Good job (in the nicest and most respectful possible way) that he's not around to post in our 75 word challenge - we wouldn't stand a chance! That's Asimov I'm talking about by the way!

Incidentally Wiki list About Nothing as being published 1977


----------



## RJM Corbet

Ain't that the truth ... 
	

	
	
		
		

		
		
	


	




 Asmov? Nah! Not judging by that ... But Mertyq, you have my attention -- how do you dispute that gravity drives (holds) the universe?


----------



## Metryq

RJM Corbet said:


> But Mertyq



Actually, it's "Metryq." I grew tired of being told that a certain name was already in use whenever I tried to join a forum. And I wanted something that I could use anywhere. The solution seemed to be in a unique spelling. Wikipedia lists the US as one of only three nations left on the planet _not_ officially switched to the Metric system. (My fellow countrymen are stubborn about such things.) Anyone in science or medicine uses Metric. That leaves only some engineers and perhaps auto mechanics. (I've actually run into carpenters who use Metric!) Anyway, "Metryq" is what I came up with. Short and unique. (Well, _I'm_ not short. 193cm.)



> you have my attention -- how do you dispute that gravity drives (holds) the universe?



Well, _I_ don't dispute it, but people far more qualified do. I'm just a technician and armchair fan of science. It seems there's no end of books and pop-science documentaries for the layman pushing the Big Bang theory. Yet from what I've seen the theory has more holes than a colander. And the "patches" are absolutely absurd—like the kinds of things a desperate PR firm might say to rescue a political candidate whose own record has irretrievably torpedoed him (e.g. Guth's inflation). 

I think the first pillar of the Big Bang was erected from the redshift recordings of Edwin Hubble (and Milton Humason), then coupled with Einstein's gravity as a way to make it work (warped space curving back on itself). Yet Hubble disagreed with the Doppler explanation for redshift. The work of Halton Arp (and others) showed an alternative explanation for redshifts—which at the very least should throw uncertainty onto redshift as a reliable distance indicator. 

(Arp's work covered quasars, which Big Bang theory places at the "event horizon" of the universe and spewing out such tremendous energies that the numbers are hard to believe. Yet they also display changes suggesting they are about the size of a solar system—either that or the changes are occurring far faster than the speed of light.)

There's so much detail that I can't go into with the limited space of a forum post. But this all sounds like a job for Occam's razor: never build a Rube Goldberg machine when a simple can opener will do the job. 
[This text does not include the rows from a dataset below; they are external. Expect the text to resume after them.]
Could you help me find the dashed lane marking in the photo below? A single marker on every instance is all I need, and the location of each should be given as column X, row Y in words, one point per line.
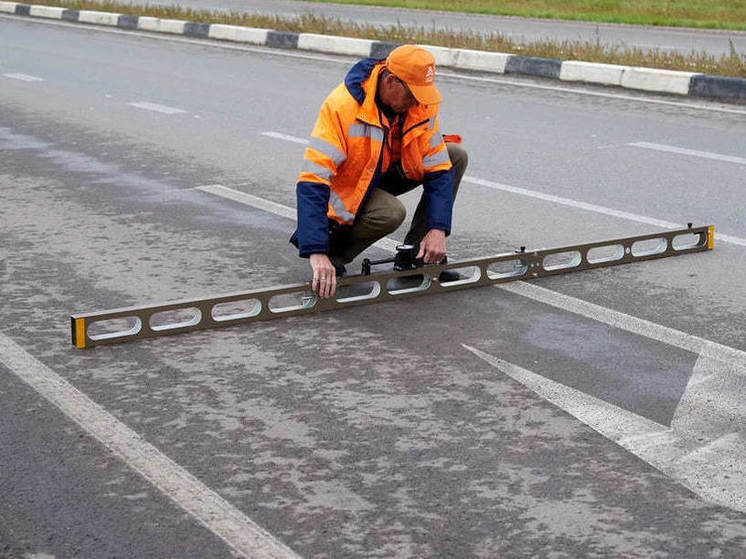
column 556, row 199
column 690, row 152
column 156, row 107
column 273, row 207
column 23, row 77
column 710, row 463
column 224, row 520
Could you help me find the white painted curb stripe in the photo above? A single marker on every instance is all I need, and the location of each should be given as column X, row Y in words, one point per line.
column 224, row 520
column 159, row 25
column 592, row 72
column 652, row 79
column 8, row 7
column 467, row 59
column 46, row 11
column 691, row 152
column 99, row 18
column 250, row 35
column 336, row 45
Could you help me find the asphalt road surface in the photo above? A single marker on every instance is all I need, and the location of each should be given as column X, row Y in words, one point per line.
column 585, row 415
column 684, row 40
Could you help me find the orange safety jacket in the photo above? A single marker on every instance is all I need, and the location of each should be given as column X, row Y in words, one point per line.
column 343, row 161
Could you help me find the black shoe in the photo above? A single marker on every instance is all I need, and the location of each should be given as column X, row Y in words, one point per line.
column 339, row 268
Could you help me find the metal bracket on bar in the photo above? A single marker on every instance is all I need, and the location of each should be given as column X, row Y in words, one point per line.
column 134, row 323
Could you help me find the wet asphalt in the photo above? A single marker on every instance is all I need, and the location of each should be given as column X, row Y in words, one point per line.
column 368, row 432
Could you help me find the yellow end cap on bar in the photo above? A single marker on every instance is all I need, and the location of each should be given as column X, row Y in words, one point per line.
column 80, row 333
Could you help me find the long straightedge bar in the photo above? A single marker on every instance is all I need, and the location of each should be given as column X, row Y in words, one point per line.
column 177, row 317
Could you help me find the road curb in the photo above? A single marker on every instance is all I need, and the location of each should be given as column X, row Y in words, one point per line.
column 630, row 77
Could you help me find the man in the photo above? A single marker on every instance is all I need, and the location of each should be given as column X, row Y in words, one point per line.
column 376, row 137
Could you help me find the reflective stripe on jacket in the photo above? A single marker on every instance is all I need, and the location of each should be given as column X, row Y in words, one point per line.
column 342, row 162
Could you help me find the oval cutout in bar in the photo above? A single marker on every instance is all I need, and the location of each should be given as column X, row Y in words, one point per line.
column 114, row 328
column 561, row 260
column 175, row 318
column 649, row 247
column 286, row 302
column 506, row 268
column 233, row 310
column 606, row 253
column 358, row 292
column 688, row 240
column 408, row 284
column 469, row 274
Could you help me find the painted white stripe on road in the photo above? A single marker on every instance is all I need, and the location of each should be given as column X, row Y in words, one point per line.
column 593, row 207
column 156, row 107
column 23, row 77
column 691, row 152
column 249, row 200
column 274, row 207
column 286, row 137
column 711, row 468
column 631, row 324
column 223, row 519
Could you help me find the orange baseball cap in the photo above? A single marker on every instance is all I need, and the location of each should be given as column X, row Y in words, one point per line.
column 416, row 68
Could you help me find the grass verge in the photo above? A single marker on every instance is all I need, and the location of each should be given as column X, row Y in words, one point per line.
column 717, row 14
column 732, row 64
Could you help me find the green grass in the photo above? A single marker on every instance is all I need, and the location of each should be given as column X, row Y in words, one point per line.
column 718, row 14
column 732, row 64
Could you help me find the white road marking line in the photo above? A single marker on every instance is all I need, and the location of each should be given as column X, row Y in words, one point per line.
column 156, row 107
column 710, row 106
column 593, row 208
column 244, row 536
column 23, row 77
column 249, row 200
column 691, row 152
column 273, row 207
column 285, row 137
column 557, row 199
column 712, row 468
column 604, row 315
column 629, row 323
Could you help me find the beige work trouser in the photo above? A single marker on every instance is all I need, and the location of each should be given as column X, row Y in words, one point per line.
column 382, row 213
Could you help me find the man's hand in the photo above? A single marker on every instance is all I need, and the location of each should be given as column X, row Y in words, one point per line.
column 324, row 275
column 433, row 246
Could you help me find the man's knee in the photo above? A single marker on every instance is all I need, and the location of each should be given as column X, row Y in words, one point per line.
column 384, row 217
column 459, row 158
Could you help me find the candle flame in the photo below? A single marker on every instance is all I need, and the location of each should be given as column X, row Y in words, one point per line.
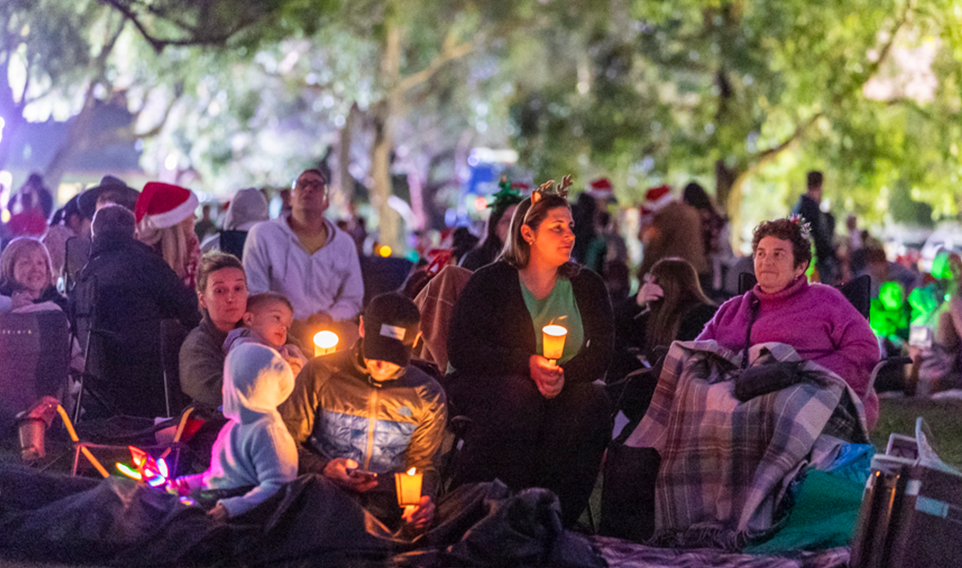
column 555, row 330
column 326, row 339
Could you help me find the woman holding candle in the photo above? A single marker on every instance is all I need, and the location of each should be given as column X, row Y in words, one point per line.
column 534, row 422
column 222, row 293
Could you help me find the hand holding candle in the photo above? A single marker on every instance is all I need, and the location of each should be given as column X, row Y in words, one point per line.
column 553, row 342
column 325, row 342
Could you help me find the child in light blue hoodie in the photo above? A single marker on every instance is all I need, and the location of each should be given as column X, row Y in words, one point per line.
column 254, row 448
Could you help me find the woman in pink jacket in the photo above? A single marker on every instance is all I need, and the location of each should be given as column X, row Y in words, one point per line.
column 815, row 319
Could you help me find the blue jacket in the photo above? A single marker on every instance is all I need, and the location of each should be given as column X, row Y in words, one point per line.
column 338, row 411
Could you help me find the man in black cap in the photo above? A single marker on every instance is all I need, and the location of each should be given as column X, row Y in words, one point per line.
column 128, row 289
column 109, row 190
column 361, row 415
column 89, row 201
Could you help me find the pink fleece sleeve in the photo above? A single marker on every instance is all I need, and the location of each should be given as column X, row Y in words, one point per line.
column 856, row 353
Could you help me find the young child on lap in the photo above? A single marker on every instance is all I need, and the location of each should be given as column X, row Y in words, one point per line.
column 268, row 318
column 254, row 449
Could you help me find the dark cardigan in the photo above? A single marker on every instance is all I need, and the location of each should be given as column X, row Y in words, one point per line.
column 491, row 331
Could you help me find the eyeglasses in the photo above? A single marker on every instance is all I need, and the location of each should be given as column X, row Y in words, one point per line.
column 309, row 185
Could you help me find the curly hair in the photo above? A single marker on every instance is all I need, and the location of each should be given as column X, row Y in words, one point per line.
column 786, row 230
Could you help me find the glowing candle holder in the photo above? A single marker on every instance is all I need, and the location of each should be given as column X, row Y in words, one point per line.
column 553, row 342
column 408, row 487
column 325, row 342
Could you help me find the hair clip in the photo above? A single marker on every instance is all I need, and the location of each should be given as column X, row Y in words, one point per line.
column 804, row 227
column 549, row 188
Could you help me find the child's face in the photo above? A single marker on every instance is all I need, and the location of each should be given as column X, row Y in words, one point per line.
column 271, row 321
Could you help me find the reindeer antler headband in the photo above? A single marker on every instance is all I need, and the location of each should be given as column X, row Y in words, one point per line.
column 549, row 188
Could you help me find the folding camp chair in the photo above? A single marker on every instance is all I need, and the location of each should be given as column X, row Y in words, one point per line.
column 35, row 355
column 94, row 339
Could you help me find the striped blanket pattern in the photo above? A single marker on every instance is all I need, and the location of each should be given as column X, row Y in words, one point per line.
column 727, row 466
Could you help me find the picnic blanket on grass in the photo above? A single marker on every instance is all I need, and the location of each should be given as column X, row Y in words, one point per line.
column 728, row 467
column 309, row 522
column 623, row 554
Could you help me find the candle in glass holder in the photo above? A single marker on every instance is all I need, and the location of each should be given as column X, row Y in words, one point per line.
column 553, row 342
column 324, row 342
column 408, row 487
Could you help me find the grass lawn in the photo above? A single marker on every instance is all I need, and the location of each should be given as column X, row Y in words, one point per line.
column 944, row 418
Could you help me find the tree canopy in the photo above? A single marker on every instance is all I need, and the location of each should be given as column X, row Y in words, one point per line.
column 742, row 95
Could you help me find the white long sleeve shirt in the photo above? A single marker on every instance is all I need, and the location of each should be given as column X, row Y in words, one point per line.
column 327, row 281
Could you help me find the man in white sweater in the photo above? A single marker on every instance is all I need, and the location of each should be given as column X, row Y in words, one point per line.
column 307, row 259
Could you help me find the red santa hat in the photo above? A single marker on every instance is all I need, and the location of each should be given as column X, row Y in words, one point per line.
column 163, row 205
column 655, row 199
column 601, row 188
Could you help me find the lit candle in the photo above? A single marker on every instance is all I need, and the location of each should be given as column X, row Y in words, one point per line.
column 408, row 487
column 553, row 342
column 324, row 342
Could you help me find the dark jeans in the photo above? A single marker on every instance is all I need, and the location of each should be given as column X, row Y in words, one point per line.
column 525, row 440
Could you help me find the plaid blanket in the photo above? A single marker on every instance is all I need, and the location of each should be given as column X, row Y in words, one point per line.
column 623, row 554
column 727, row 466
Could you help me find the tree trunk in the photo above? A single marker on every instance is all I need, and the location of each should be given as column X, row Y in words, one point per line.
column 728, row 192
column 345, row 181
column 77, row 132
column 383, row 139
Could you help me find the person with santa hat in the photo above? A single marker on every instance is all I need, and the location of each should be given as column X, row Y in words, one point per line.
column 165, row 221
column 670, row 228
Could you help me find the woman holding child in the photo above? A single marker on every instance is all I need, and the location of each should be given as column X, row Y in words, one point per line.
column 231, row 318
column 222, row 293
column 534, row 422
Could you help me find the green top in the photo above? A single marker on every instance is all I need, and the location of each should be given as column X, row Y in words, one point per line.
column 559, row 308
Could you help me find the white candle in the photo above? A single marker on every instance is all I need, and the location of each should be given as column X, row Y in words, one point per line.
column 325, row 342
column 408, row 487
column 553, row 341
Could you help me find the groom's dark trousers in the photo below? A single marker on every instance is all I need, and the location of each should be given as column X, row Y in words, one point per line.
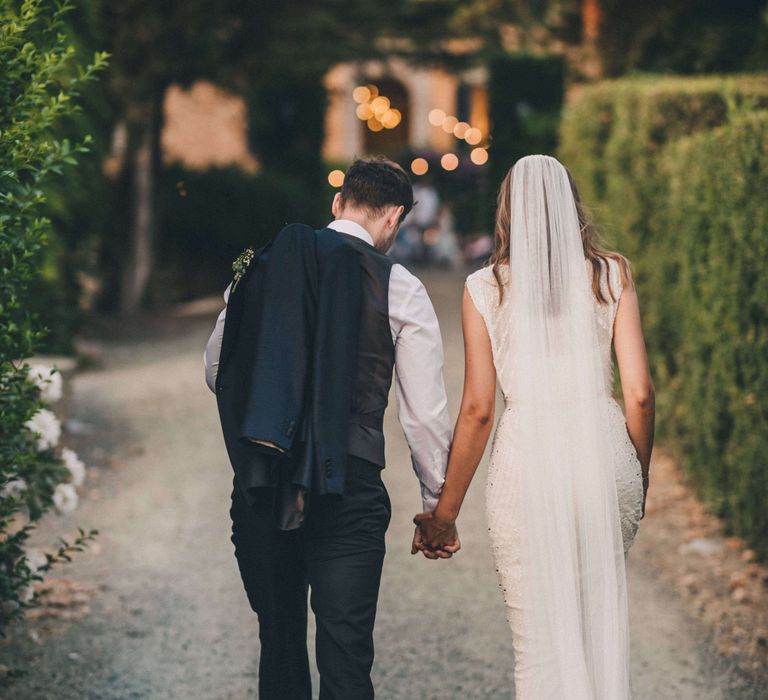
column 338, row 555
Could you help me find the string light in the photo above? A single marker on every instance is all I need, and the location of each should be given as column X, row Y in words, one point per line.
column 473, row 136
column 391, row 118
column 460, row 130
column 479, row 156
column 336, row 178
column 449, row 161
column 364, row 111
column 419, row 166
column 380, row 105
column 375, row 109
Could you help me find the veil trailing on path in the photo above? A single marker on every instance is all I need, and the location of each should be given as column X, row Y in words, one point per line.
column 572, row 554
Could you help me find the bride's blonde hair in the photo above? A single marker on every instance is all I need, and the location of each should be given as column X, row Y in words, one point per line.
column 590, row 239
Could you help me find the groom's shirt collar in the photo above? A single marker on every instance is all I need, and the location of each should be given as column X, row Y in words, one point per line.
column 352, row 228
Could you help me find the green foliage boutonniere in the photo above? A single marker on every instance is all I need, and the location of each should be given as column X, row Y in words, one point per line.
column 240, row 266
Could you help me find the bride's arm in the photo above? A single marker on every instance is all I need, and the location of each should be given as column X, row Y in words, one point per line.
column 636, row 383
column 473, row 425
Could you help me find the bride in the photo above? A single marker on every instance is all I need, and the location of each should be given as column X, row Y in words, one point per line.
column 568, row 475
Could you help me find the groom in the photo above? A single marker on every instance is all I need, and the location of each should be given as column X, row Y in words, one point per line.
column 337, row 550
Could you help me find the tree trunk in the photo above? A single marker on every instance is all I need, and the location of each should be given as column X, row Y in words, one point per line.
column 143, row 165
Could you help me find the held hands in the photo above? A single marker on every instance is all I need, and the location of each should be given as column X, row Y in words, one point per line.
column 435, row 537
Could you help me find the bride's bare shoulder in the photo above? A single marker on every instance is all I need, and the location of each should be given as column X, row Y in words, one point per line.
column 483, row 276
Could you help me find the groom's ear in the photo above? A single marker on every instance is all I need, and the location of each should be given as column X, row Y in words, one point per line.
column 394, row 218
column 336, row 204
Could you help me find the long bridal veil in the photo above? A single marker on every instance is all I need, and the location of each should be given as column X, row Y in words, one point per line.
column 572, row 555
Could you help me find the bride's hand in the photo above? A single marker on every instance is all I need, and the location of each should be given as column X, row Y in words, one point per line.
column 438, row 535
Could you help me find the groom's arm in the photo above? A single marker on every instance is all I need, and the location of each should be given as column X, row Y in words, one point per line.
column 213, row 347
column 421, row 401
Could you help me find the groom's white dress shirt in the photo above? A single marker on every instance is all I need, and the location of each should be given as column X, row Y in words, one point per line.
column 422, row 406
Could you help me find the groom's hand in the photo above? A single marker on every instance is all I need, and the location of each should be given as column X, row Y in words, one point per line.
column 436, row 536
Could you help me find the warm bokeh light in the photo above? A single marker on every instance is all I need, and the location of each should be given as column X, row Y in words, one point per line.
column 336, row 178
column 473, row 136
column 460, row 130
column 380, row 105
column 391, row 118
column 449, row 161
column 449, row 124
column 436, row 117
column 419, row 166
column 361, row 94
column 479, row 156
column 364, row 111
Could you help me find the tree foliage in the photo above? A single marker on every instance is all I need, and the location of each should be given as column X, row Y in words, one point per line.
column 39, row 86
column 674, row 169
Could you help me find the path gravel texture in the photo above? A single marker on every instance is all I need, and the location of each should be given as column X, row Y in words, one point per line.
column 170, row 618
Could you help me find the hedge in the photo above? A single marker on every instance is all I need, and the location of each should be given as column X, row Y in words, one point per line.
column 718, row 212
column 672, row 168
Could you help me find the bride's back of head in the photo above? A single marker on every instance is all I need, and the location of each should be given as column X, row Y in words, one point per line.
column 537, row 178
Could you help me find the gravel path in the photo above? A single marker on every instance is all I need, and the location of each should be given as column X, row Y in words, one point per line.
column 170, row 618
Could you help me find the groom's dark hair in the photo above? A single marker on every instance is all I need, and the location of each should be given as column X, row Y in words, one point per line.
column 375, row 183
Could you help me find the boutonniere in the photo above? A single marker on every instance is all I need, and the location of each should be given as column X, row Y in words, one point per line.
column 240, row 266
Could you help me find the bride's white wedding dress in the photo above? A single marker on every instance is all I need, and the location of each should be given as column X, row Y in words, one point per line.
column 563, row 585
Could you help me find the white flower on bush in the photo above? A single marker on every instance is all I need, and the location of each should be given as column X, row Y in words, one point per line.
column 65, row 498
column 35, row 559
column 26, row 594
column 45, row 423
column 15, row 487
column 49, row 382
column 75, row 466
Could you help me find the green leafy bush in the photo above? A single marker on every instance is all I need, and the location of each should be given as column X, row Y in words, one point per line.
column 717, row 209
column 38, row 84
column 652, row 157
column 209, row 216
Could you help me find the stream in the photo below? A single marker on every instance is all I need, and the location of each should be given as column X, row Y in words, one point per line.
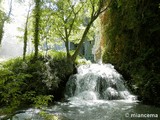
column 96, row 92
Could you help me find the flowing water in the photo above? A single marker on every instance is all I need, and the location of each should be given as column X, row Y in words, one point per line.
column 96, row 92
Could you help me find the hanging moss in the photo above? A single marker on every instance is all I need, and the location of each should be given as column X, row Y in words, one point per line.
column 133, row 44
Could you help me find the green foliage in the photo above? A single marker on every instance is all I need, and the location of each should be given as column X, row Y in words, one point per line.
column 32, row 82
column 42, row 100
column 133, row 43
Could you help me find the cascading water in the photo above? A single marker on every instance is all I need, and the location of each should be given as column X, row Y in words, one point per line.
column 97, row 81
column 96, row 92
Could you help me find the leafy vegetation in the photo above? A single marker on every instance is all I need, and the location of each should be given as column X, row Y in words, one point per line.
column 132, row 29
column 34, row 83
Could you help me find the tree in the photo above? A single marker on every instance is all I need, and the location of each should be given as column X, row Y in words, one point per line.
column 74, row 17
column 3, row 18
column 25, row 37
column 36, row 27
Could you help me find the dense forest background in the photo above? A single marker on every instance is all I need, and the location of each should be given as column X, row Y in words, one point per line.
column 130, row 40
column 132, row 34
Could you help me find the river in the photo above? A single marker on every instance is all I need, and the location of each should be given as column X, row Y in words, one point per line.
column 96, row 92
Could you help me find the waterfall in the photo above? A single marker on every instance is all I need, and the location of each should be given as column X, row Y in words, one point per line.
column 97, row 82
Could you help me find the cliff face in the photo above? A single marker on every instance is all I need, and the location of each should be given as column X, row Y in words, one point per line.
column 131, row 30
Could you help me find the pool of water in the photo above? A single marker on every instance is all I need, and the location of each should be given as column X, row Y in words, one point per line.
column 95, row 110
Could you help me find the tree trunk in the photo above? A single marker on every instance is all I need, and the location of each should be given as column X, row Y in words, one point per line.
column 74, row 56
column 25, row 37
column 1, row 31
column 36, row 28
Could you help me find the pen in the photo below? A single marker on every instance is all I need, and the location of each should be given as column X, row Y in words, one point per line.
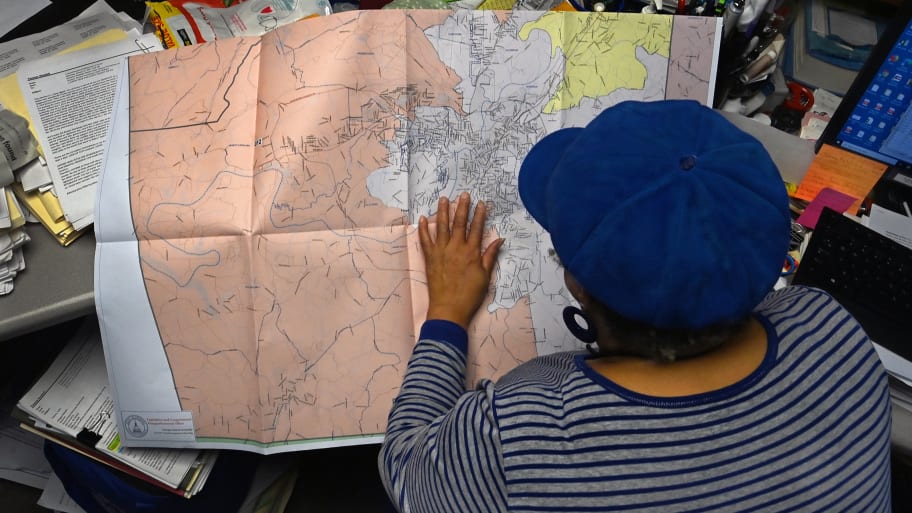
column 730, row 17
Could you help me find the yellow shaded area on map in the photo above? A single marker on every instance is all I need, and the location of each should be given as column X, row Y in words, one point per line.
column 590, row 41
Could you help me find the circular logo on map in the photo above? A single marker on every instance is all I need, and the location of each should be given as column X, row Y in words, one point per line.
column 136, row 426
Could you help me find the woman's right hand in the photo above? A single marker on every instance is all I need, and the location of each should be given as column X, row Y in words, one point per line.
column 458, row 272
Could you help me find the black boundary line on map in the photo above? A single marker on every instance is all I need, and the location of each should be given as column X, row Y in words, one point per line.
column 224, row 97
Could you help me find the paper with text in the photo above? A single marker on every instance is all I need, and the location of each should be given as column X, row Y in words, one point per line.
column 74, row 395
column 70, row 99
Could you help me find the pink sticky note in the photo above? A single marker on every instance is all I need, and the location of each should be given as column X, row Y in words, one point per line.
column 825, row 198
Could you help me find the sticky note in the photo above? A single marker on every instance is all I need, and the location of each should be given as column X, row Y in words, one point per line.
column 825, row 198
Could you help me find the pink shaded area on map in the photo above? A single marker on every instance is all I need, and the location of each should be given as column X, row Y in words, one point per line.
column 282, row 289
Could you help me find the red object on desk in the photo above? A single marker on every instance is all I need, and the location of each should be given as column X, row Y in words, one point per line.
column 788, row 115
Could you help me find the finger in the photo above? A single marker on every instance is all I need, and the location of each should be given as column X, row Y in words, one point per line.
column 424, row 235
column 489, row 257
column 461, row 219
column 477, row 229
column 443, row 221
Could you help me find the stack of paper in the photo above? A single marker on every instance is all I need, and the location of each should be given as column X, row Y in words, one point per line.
column 17, row 147
column 66, row 110
column 71, row 405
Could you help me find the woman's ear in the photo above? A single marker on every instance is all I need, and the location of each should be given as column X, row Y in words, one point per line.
column 576, row 289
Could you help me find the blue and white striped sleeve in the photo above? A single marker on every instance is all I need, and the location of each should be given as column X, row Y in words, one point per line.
column 442, row 447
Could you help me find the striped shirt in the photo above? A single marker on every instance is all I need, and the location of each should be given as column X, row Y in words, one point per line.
column 808, row 430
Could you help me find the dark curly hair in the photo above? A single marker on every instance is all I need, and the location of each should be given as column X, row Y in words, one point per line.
column 663, row 345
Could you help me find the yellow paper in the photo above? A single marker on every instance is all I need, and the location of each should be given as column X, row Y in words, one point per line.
column 843, row 171
column 11, row 96
column 62, row 231
column 52, row 205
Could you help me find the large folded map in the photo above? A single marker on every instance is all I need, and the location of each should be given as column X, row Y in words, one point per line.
column 258, row 277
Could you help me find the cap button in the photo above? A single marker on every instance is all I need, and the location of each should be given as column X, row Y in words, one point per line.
column 688, row 162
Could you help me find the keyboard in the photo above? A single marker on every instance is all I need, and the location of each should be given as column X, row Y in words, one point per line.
column 869, row 274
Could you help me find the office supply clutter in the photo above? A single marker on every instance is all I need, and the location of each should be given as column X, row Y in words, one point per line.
column 17, row 149
column 26, row 185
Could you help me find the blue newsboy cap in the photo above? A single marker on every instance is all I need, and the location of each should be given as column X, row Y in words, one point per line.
column 664, row 211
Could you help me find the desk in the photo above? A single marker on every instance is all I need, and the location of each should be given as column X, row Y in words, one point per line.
column 56, row 286
column 58, row 282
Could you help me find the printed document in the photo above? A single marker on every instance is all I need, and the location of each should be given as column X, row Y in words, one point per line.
column 98, row 18
column 73, row 396
column 70, row 98
column 258, row 276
There's no ether because the Michelson-Morley experiment didn't find any fringing. Ah, but a later experiment in 1925(?) did find fringing. The basic difference between "Lorentzian Relativity" and Einsteinian Relativity is the warping of space in ER—and the fact that the speed of light is not a limit in LR. But the "warping" was proven by stars near the edge of the sun during a solar eclipse! There are alternative explanations for that. No experiment to date can declare ER the winner over LR, yet "everyone" seems to think Einstein's work is ironclad.

All of it comes down to the Big Bang somewhere. And even with holes in that theory bigger than Clavius crater, theoreticians cling to it. I actually read a quote from one astronomer acknowledging the train wreck that is Big Bang, yet opining that even a horribly broken model is better than no model at all.

Well, there are other models. The late Tom Van Flandern wrote a layman's book explaining his "Meta Model." I don't agree with everything in the book, but then I didn't agree with everything in Eric Lerner's The Big Bang Never Happened, either.

I'm not saying one of these theories is right and the others are wrong, but even a layman can see what a Rube Goldberg contraption orthodoxy is. Perhaps reality is some combination of these theories, and theories not yet formed. I made a number of animations for Van Flandern, and in order to do that I needed a clear understanding of the points he wanted to make. His book (and web site) explain an alternative cosmology that I find far easier to swallow than the Big Bang. There are also descriptions of experiments demonstrating that gravity is far faster than light (about 20 billion times). 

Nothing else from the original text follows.